A double-stage buckling restrained brace with progressive failure pattern: Experimental verification and numerical calibration

Abstract

Buckling-restrained brace (BRB) is a widely used energy dissipator by the yielding of core steel plate. Single-core BRB (SBRB) only has one yielding point and a single failure pattern. Consequently, the SBRB has a risk of abrupt failure under extremely rare earthquakes, which may compromise the seismic safety and collapse mode of the building with SBRB. A new double-stage buckling-restrained brace (DSBRB) characterized by a progressive failure pattern is proposed. The progressive failure pattern of DSBRB is realized by setting up multiple core plates with different cross-sectional areas and lengths in the yielding part. A quasi-static test was conducted to investigate the difference in cyclic behavior and failure pattern between the SBRB and DSBRB. The test results showed that the yielding displacement and yielding force of the tested DSBRB were 8.74 % and 5.64 % smaller than those of SBRB respectively, resulting in a greater equivalent damping ratio for DSBRB under the small deformation. SBRB showed an abrupt failure pattern while the DSBRB was a progressive double-stage failure pattern at the cost of a reduced equivalent viscous damping ratio under the extreme deformation.

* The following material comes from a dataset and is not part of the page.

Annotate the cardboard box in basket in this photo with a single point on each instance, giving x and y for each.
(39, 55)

The theory equations about the elastic stiffness, yielding force, and yielding displacement of DSBRB were derived and justified by the test results, i.e., differences between test results and theoretical derivation were all within ± 8.51 %. Two numerical models were established in ABAQUS and calibrated by the test results. The concept of double-stage BRB with a progressive failure pattern was verified.